The equine infectious anemia virus antibody
The equine infectious anemia virus is extremely contagious and life threatening. In fact, one fifth of a teaspoon of blood from a chronic case of EIAV during a feverish episode contains enough viruses to infect 10,000 horses. Understanding the symptoms and knowing how to respond immediately is crucial in this disease.
When horses are exposed to equine infectious anemia virus (EIAV), they may develop severe, acute signs of disease and die within 2 to 3 weeks. The disease can quickly spread through an entire group of horses, especially if the symptoms were not identified soon enough and the horses were not separated. The horse disease requires an equine infectious anemia virus antibody test to see if it is carrying the antibodies. The test is sent out to a clinical diagnostics laboratory for reading.

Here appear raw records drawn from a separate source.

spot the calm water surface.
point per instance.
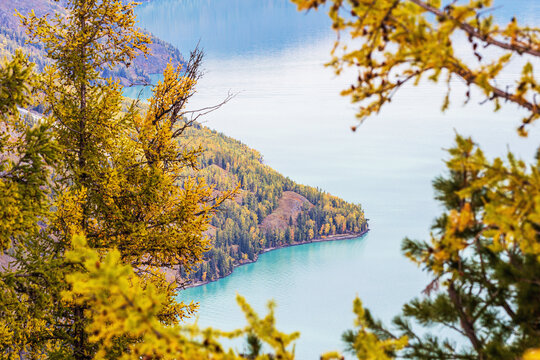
(288, 107)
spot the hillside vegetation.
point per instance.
(269, 210)
(13, 37)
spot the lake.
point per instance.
(288, 107)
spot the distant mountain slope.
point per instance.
(270, 211)
(12, 37)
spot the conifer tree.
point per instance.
(120, 183)
(484, 253)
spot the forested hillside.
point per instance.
(269, 211)
(13, 36)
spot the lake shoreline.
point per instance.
(329, 238)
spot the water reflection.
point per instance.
(288, 107)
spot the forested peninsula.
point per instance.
(269, 210)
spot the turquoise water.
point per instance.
(288, 107)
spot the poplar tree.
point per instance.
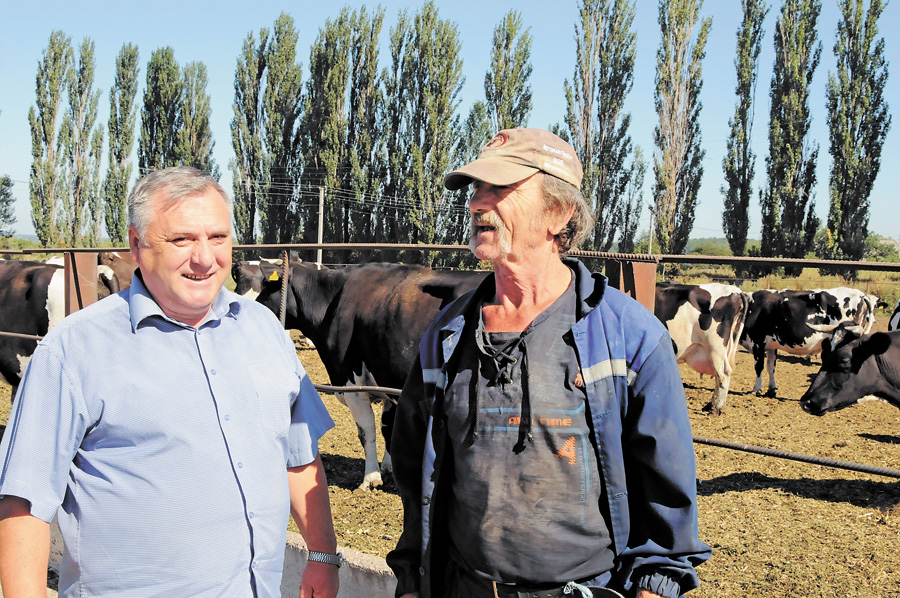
(858, 122)
(393, 122)
(339, 120)
(46, 180)
(7, 208)
(421, 92)
(678, 161)
(249, 167)
(194, 140)
(788, 220)
(634, 203)
(82, 139)
(507, 88)
(323, 131)
(264, 132)
(434, 68)
(161, 116)
(739, 161)
(363, 147)
(605, 54)
(120, 128)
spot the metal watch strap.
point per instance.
(326, 557)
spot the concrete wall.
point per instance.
(361, 575)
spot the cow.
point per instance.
(894, 323)
(366, 322)
(785, 321)
(249, 275)
(705, 323)
(122, 266)
(32, 300)
(856, 367)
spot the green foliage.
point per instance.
(120, 128)
(420, 124)
(194, 141)
(594, 124)
(739, 161)
(507, 90)
(789, 223)
(678, 161)
(7, 208)
(82, 139)
(631, 210)
(282, 102)
(323, 130)
(161, 116)
(858, 122)
(47, 179)
(248, 167)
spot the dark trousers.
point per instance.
(462, 584)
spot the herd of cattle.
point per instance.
(366, 320)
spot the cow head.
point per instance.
(852, 368)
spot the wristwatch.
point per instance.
(326, 557)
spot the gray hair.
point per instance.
(559, 198)
(179, 182)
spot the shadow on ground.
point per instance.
(859, 493)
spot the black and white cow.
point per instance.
(705, 323)
(32, 300)
(797, 322)
(855, 368)
(366, 322)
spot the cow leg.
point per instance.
(723, 370)
(361, 409)
(771, 358)
(759, 360)
(387, 429)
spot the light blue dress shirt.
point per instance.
(163, 447)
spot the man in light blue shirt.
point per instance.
(171, 427)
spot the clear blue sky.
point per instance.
(212, 32)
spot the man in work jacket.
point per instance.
(548, 450)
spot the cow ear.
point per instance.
(879, 343)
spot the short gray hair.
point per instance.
(178, 181)
(559, 197)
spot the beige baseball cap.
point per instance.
(516, 154)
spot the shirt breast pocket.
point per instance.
(276, 387)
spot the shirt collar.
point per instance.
(142, 305)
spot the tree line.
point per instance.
(378, 133)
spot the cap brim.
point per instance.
(493, 172)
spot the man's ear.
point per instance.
(560, 221)
(134, 242)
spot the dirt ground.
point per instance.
(777, 527)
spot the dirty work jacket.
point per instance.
(640, 428)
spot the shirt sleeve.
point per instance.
(663, 545)
(309, 418)
(46, 426)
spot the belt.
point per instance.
(499, 589)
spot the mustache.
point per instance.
(487, 219)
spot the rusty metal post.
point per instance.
(81, 280)
(635, 277)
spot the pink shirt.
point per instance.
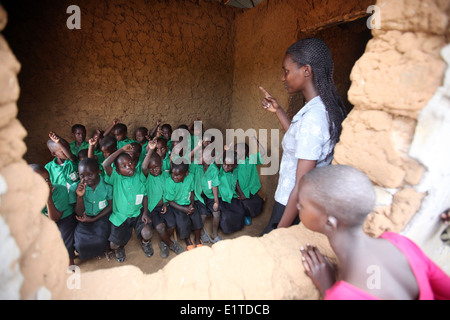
(433, 282)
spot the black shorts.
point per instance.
(187, 223)
(205, 209)
(231, 215)
(67, 227)
(253, 205)
(168, 218)
(122, 234)
(91, 238)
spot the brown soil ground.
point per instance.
(135, 256)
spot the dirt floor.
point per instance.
(135, 256)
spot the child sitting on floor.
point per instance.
(179, 194)
(248, 179)
(62, 169)
(162, 217)
(79, 136)
(207, 192)
(335, 200)
(141, 136)
(232, 211)
(130, 207)
(92, 198)
(59, 210)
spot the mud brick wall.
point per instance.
(400, 106)
(136, 60)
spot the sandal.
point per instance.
(175, 247)
(120, 254)
(190, 246)
(148, 248)
(200, 244)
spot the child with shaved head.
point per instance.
(335, 200)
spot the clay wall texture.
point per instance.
(387, 95)
(135, 60)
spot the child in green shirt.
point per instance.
(107, 146)
(130, 207)
(62, 169)
(141, 136)
(232, 211)
(207, 193)
(120, 131)
(79, 136)
(162, 151)
(59, 210)
(92, 198)
(162, 217)
(248, 179)
(180, 196)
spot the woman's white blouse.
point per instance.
(308, 138)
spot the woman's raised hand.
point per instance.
(269, 103)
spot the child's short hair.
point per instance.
(166, 126)
(83, 154)
(108, 142)
(342, 191)
(142, 129)
(137, 147)
(89, 162)
(78, 126)
(183, 167)
(155, 158)
(37, 167)
(162, 140)
(121, 126)
(120, 156)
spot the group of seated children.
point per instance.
(103, 189)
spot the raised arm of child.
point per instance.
(91, 151)
(53, 213)
(109, 161)
(79, 205)
(155, 128)
(108, 131)
(262, 151)
(193, 151)
(151, 146)
(64, 147)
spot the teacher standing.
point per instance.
(313, 132)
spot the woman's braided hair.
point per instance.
(315, 52)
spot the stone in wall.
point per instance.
(244, 268)
(391, 83)
(37, 239)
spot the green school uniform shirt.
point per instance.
(209, 179)
(128, 193)
(180, 192)
(94, 200)
(155, 187)
(248, 174)
(227, 181)
(75, 149)
(61, 200)
(143, 152)
(125, 141)
(166, 163)
(197, 171)
(65, 174)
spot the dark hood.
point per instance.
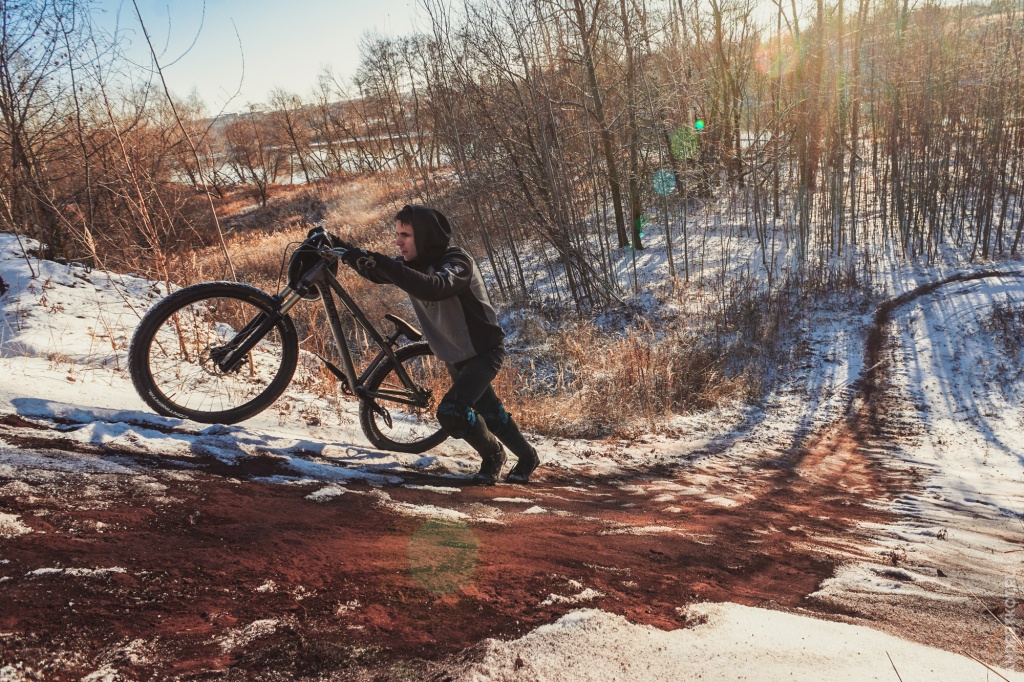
(431, 230)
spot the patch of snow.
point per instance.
(726, 642)
(76, 572)
(326, 494)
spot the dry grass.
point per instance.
(576, 379)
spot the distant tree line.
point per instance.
(836, 137)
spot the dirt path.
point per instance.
(172, 569)
(369, 578)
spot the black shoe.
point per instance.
(491, 468)
(523, 468)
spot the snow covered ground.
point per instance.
(953, 363)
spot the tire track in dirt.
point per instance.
(383, 577)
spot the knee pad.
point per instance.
(456, 417)
(497, 420)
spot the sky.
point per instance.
(245, 48)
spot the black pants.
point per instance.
(471, 384)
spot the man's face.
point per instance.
(404, 241)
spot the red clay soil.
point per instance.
(353, 584)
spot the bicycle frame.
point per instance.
(321, 279)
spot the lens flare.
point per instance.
(442, 556)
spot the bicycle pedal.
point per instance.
(384, 414)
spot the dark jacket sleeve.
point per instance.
(450, 279)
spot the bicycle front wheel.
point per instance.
(177, 352)
(411, 410)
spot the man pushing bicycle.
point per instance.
(448, 293)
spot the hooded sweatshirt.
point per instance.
(446, 290)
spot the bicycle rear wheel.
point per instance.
(174, 352)
(414, 427)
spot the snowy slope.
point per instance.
(64, 335)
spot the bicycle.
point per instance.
(224, 351)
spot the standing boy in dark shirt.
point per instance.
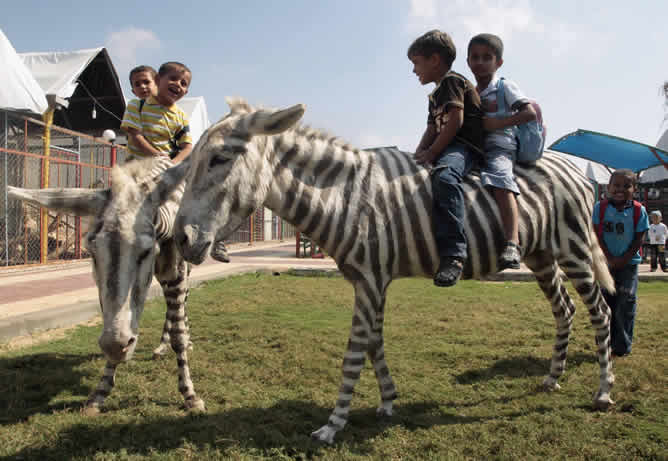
(452, 142)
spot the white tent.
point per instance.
(57, 71)
(19, 89)
(195, 109)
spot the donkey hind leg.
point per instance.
(160, 351)
(376, 354)
(102, 391)
(172, 272)
(548, 277)
(367, 302)
(582, 277)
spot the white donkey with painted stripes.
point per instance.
(130, 240)
(371, 212)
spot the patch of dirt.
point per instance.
(39, 337)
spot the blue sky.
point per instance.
(596, 65)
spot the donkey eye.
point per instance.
(217, 160)
(143, 255)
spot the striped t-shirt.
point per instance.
(158, 124)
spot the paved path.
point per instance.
(64, 295)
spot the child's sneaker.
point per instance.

Understanding the symptoms
Perhaps the best way to identify the symptoms is to first become aware of them. Visit with your local clinical diagnostics laboratory to understand what the EIAV disease looks like. If you have any suspicions of disease in your horse, contact the local contract laboratory program immediately for clinical diagnostics laboratory testing. It is also helpful to educate yourself on the EIAV disease in horses. If you educate yourself ahead of time, you will know the minimal symptoms to look for, before it is too late.

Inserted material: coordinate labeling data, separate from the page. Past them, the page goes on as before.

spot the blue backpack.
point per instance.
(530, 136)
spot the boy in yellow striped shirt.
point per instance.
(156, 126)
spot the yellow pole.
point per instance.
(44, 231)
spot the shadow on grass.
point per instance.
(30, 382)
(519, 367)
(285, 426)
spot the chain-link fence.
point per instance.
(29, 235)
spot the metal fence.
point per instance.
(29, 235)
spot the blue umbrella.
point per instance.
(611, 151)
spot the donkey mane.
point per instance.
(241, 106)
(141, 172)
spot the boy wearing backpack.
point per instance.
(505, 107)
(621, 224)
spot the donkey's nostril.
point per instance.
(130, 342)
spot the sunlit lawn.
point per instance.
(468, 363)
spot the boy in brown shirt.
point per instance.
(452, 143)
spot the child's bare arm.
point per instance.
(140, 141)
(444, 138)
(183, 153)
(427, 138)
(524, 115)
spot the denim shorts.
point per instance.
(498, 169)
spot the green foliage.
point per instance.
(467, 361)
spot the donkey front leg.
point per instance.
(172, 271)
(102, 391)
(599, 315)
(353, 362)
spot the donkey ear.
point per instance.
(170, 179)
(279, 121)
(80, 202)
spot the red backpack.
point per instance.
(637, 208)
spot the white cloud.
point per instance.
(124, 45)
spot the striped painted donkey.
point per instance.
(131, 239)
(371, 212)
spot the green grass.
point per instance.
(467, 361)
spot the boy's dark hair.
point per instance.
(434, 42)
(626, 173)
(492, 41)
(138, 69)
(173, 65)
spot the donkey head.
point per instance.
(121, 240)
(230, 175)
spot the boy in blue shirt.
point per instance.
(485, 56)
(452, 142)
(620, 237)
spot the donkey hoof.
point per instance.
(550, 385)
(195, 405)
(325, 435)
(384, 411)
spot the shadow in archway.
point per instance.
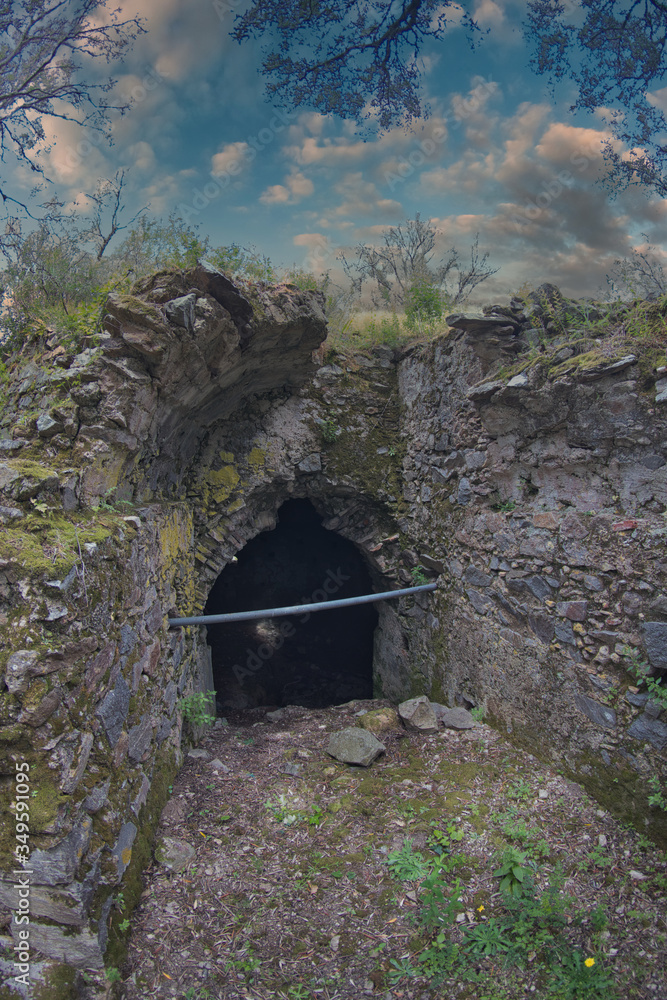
(313, 660)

EIAV in unapparent carriers
Even with education around the EIAV virus, it can be difficult to spot all signs of the disease. That is because, by far the majority of horses are unapparent carriers, meaning they show no overt clinical abnormalities as a result of infection. They survive as reservoirs of the infection for extended periods, and have dramatically lower concentrations of EIAV in their blood than horses with active clinical signs of the disease. Only 1 horsefly out of 6 million is likely to pick up and transmit EIAV from this horse. For this reason, regular contract manufacturing and clinical diagnostics laboratory tests could be beneficial.

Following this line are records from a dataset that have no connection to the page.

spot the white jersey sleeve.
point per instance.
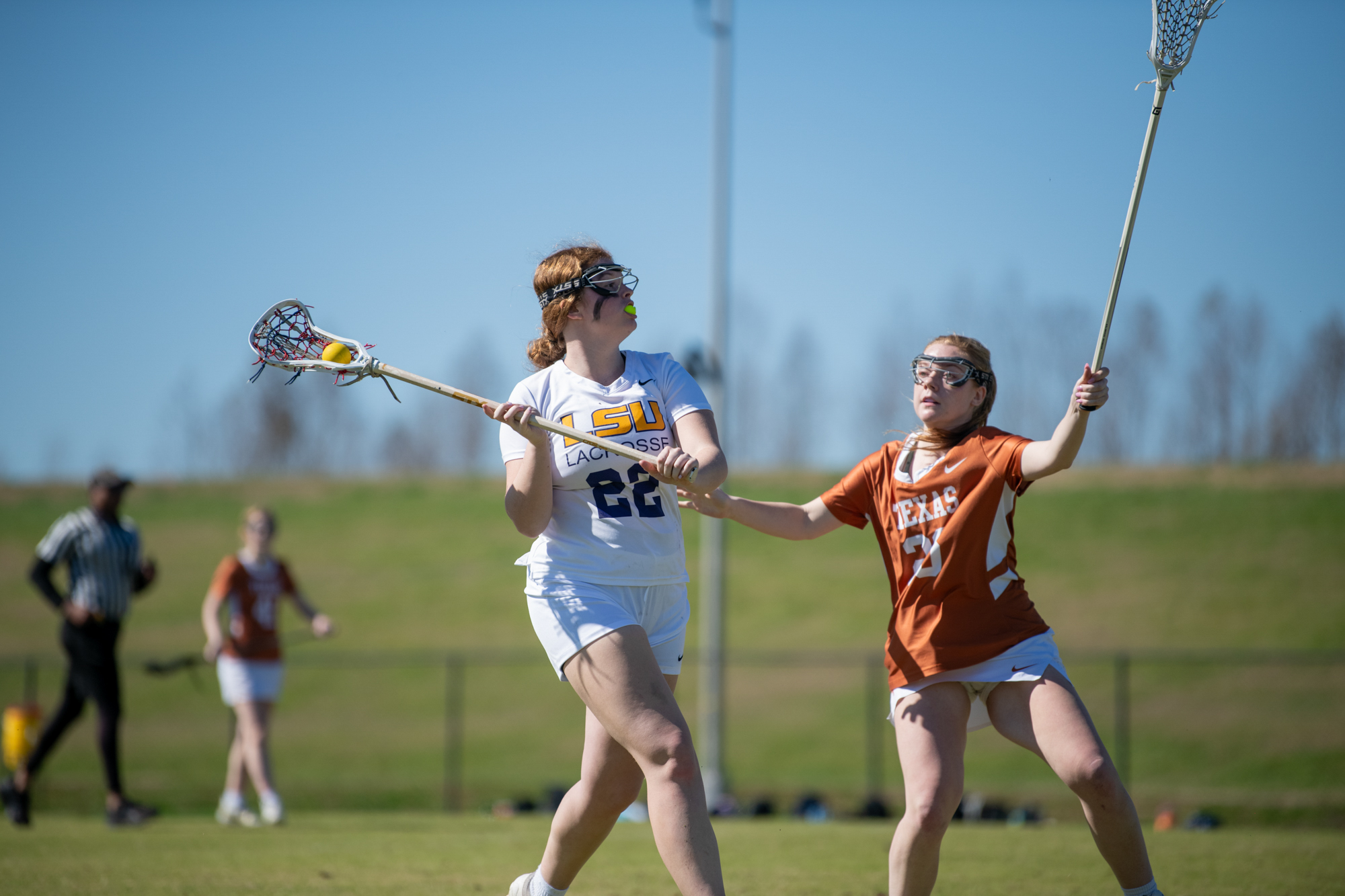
(611, 521)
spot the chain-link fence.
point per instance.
(1258, 733)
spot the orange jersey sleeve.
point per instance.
(948, 544)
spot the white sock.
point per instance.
(539, 887)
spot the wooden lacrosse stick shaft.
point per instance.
(598, 442)
(1132, 212)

Food safety is another concern when it comes to EIAV virus. Although the diseases are transmitted by food, certain foods can attract the horseflies that carry the disease. Additionally, your horse will require specialized diets filled with protein for energy as they recover from the EIAV disease. Food safety should always be practiced, whether it is to prevent this disease, or other common horse spread diseases. Food safety testing is often completed in diagnostic laboratories, but pet owners should also keep up with current horse foods and recalls.
Prevention of EIAV
Absolute prevention of EIAV may not be entirely possible, but you can become aware of the symptoms. Also, by scheduling regular diagnostics visits with your horse vet, you can rule out any unapparent carriers that would then pass the disease onto your other horses. Never ignore abnormal symptoms of your horse and have a horse vet on call at all times, for immediate testing purposes.
Horses are a large responsibility. Not only do they require great amounts of exercise and food, but they also carry specific diseases to their own breeds. The EIAV virus is an extremely dangerous horse infected virus. Prevention is not always possible, but horse owners need to at least be aware of the symptoms and the progression of the disease. They also need to be aware of food choices and choose the best food dishes for their horses.